‘Love and Information’ is avant garde
“Love and Information” is not your typical theater production. The audience picks the order of the 21 different scenes, and in the Seattle Pacific University Theater department’s version of the production, the audience texted in votes for what scene goes first.
Thus, every time the production meets a new audience, the scenes meet a new order.
“Love and Information” was written by Caryl Churchill and first performed at the Royal Court Theater in 2012. The show’s “playlets” — mini scenes that make up the seven different chapters of the show — and themes have been evolving ever since.
The show does not follow a linear plot like so many others.
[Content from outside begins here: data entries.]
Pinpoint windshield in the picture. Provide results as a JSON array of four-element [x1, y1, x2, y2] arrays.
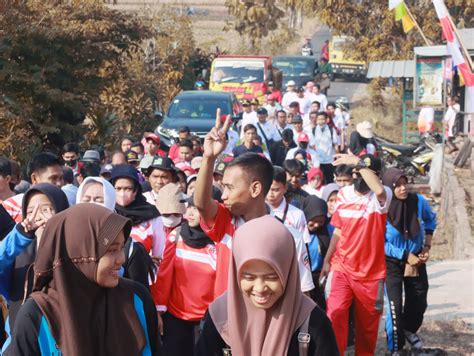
[[212, 61, 265, 83], [168, 97, 230, 119], [273, 59, 314, 77]]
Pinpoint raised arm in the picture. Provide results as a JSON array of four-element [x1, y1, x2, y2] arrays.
[[194, 109, 230, 226]]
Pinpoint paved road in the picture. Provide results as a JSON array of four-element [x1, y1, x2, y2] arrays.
[[311, 26, 367, 101]]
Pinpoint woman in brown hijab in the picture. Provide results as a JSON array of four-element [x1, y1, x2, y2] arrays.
[[4, 203, 159, 356], [196, 215, 339, 356]]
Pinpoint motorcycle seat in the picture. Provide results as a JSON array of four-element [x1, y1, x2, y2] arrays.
[[382, 143, 417, 156]]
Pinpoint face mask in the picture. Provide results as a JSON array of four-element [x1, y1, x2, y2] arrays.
[[115, 192, 135, 206], [354, 177, 370, 194], [161, 215, 182, 227], [65, 159, 77, 167]]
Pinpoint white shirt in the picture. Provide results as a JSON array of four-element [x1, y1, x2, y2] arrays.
[[254, 121, 281, 143], [296, 97, 311, 115], [224, 129, 239, 156], [240, 111, 258, 138], [310, 125, 337, 164], [281, 91, 299, 110], [270, 204, 314, 292], [310, 93, 328, 111], [444, 104, 460, 137], [285, 147, 319, 167], [301, 184, 324, 198]]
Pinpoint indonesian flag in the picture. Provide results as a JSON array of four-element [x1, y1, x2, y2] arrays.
[[433, 0, 474, 87]]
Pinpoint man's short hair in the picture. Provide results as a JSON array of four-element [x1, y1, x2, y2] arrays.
[[130, 141, 145, 151], [179, 139, 193, 150], [281, 129, 294, 142], [26, 151, 61, 178], [334, 164, 354, 177], [0, 156, 12, 177], [318, 111, 328, 119], [244, 124, 257, 132], [62, 142, 80, 155], [79, 162, 100, 178], [226, 152, 273, 196], [273, 166, 286, 184], [283, 159, 304, 176], [178, 126, 191, 134], [63, 166, 74, 184]]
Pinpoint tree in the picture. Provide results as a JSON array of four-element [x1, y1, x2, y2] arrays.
[[307, 0, 474, 62], [0, 0, 194, 159]]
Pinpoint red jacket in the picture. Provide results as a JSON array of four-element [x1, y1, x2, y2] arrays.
[[151, 229, 216, 321]]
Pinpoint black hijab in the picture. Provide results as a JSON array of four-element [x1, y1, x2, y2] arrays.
[[382, 168, 420, 239], [303, 195, 331, 256], [110, 164, 160, 226]]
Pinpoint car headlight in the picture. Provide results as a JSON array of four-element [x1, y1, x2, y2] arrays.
[[158, 126, 179, 137]]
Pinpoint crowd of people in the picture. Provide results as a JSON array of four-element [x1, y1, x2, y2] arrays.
[[0, 82, 436, 356]]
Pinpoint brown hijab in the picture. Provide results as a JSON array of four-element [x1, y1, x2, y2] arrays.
[[209, 215, 316, 356], [31, 203, 146, 356]]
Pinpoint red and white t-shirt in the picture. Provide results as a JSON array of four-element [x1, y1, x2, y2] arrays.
[[331, 185, 392, 281], [151, 228, 216, 321], [2, 194, 25, 223], [201, 204, 245, 298], [130, 216, 166, 257]]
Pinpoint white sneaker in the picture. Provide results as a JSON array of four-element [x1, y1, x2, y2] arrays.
[[403, 330, 423, 350]]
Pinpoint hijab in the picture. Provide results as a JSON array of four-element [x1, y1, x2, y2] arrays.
[[76, 177, 115, 211], [209, 215, 316, 356], [321, 183, 341, 202], [382, 168, 420, 239], [21, 183, 69, 219], [31, 203, 146, 356], [115, 189, 160, 226]]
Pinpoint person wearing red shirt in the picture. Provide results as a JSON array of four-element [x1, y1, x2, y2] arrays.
[[320, 154, 392, 355], [151, 189, 216, 356], [194, 110, 273, 297]]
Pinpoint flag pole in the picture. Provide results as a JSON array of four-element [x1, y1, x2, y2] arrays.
[[405, 4, 432, 46], [448, 15, 474, 72]]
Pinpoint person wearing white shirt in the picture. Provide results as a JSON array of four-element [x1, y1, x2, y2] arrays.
[[274, 110, 293, 136], [303, 100, 321, 129], [263, 94, 282, 123], [312, 111, 337, 184], [266, 167, 309, 243], [285, 132, 319, 167], [296, 87, 311, 116], [281, 80, 298, 110], [311, 84, 328, 111], [240, 100, 258, 140]]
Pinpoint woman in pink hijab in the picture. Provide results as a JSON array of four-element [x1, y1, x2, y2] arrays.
[[195, 215, 339, 356]]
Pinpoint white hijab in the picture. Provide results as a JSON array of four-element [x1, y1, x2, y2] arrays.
[[76, 177, 115, 211]]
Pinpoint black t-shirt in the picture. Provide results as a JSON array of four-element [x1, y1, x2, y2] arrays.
[[3, 279, 161, 356], [232, 145, 263, 157], [194, 307, 339, 356]]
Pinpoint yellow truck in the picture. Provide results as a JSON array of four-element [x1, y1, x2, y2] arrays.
[[209, 55, 282, 104], [329, 36, 367, 80]]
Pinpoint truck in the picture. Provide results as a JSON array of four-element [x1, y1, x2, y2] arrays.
[[329, 36, 367, 80], [209, 55, 282, 103]]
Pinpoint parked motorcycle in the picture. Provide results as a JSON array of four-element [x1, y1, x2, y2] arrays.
[[375, 133, 441, 178]]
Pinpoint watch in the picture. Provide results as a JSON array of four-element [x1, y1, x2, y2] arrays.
[[356, 159, 367, 169]]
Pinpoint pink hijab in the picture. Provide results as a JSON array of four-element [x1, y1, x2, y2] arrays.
[[209, 215, 316, 356]]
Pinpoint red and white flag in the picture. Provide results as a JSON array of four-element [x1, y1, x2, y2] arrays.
[[433, 0, 474, 87]]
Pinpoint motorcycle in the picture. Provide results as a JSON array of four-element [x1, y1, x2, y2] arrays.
[[375, 133, 441, 178]]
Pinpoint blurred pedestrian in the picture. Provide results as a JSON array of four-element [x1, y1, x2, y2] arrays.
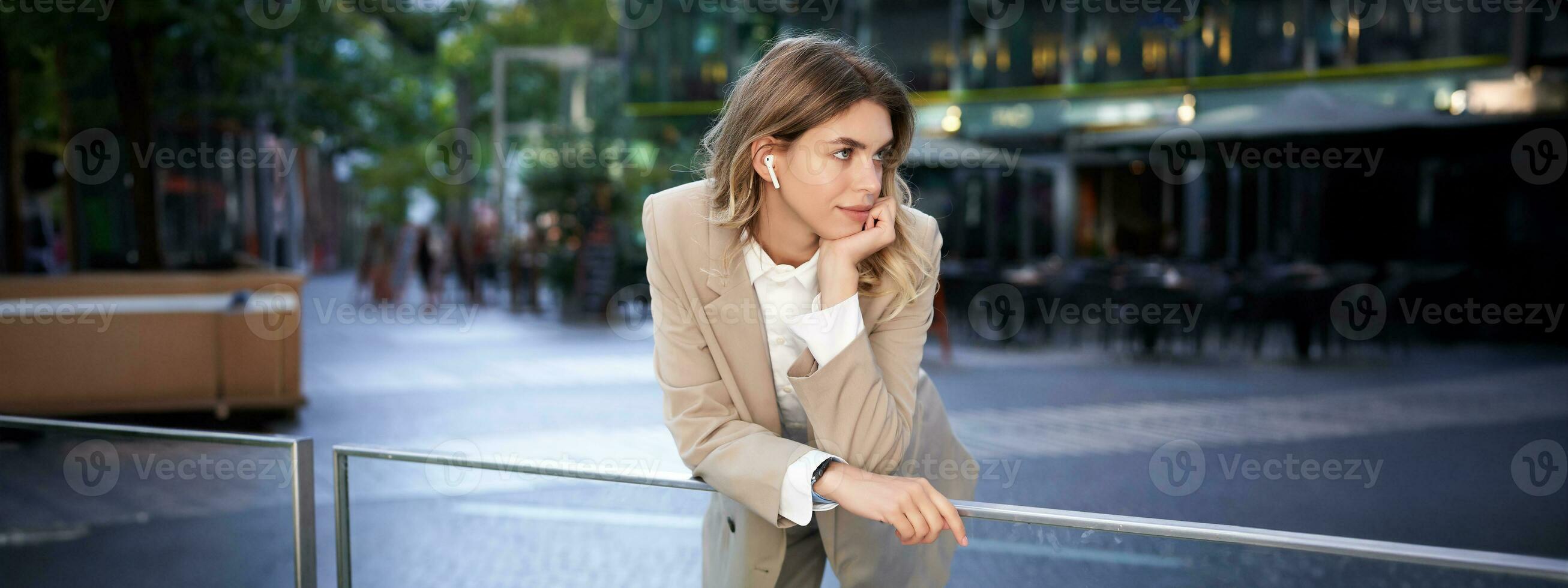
[[414, 226, 445, 306]]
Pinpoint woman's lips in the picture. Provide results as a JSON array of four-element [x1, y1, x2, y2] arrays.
[[837, 207, 872, 223]]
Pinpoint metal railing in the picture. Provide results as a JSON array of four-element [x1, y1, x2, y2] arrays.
[[0, 416, 315, 588], [332, 445, 1568, 588]]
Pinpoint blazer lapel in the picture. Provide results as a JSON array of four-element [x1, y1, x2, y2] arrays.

The different playlets each have their own story or hidden meaning to it, and they can be read in a variety of different ways.
Subjects of the playlets — which are also different for every production — range from teen pregnancy, to PTSD, to depression and even teen obsession with a pop-culture icon.
The theme each production explores can vary as well.
The theatre department’s theme is the interaction between humanity and technology, with the actors pulling out their phones often between scenes to explore what technology has done to how humanity connects to the world or the people in and how it gets and receives information, but that is just one interpretation.
With every production of “Love and Information,” wherever you see it, one thing remains consistent: it explores the interaction between whatever can be interpreted as love and whatever can be interpreted as information.
With only 10 actors and 100 different characters, actors will play many different characters, transforming from one person to the next within a matter of minutes.
The show itself is a feat to marvel at.
That said, an atypical production only appeals to an atypical crowd.
As interesting of an experience that it was, there was no time to process what the scene right before was trying to explore. Though it is clear that the meaning of scenes is supposed to be ambiguous, it gets to a point where the obscurity loses its charm.
Given the variety of characters the actors had to juggle, the acting was impressive, though the fake makeout which could have also been interpreted as a sex scene —the lack of actual kissing made it unclear — was slightly awkward on an SPU stage.
The nature of the production causes it to be confusing and slightly unapproachable. It feels as though everything is shrouded in a little bit of mystery, which can be a good or bad thing.
Unless you are a theater major or a junky for avant-garde theater, the SPU Theater Department’s “Love and Information” might not be the production for you.
Yet because every production is different every time, how one encounters it may be completely different then how another would.
The only way to know is to go see it for yourself.
Performances of Love and Information will continue on Nov. 15-17 at 7:30 p.m. with a matinee performance on Nov. 17 at 1:00 p.m.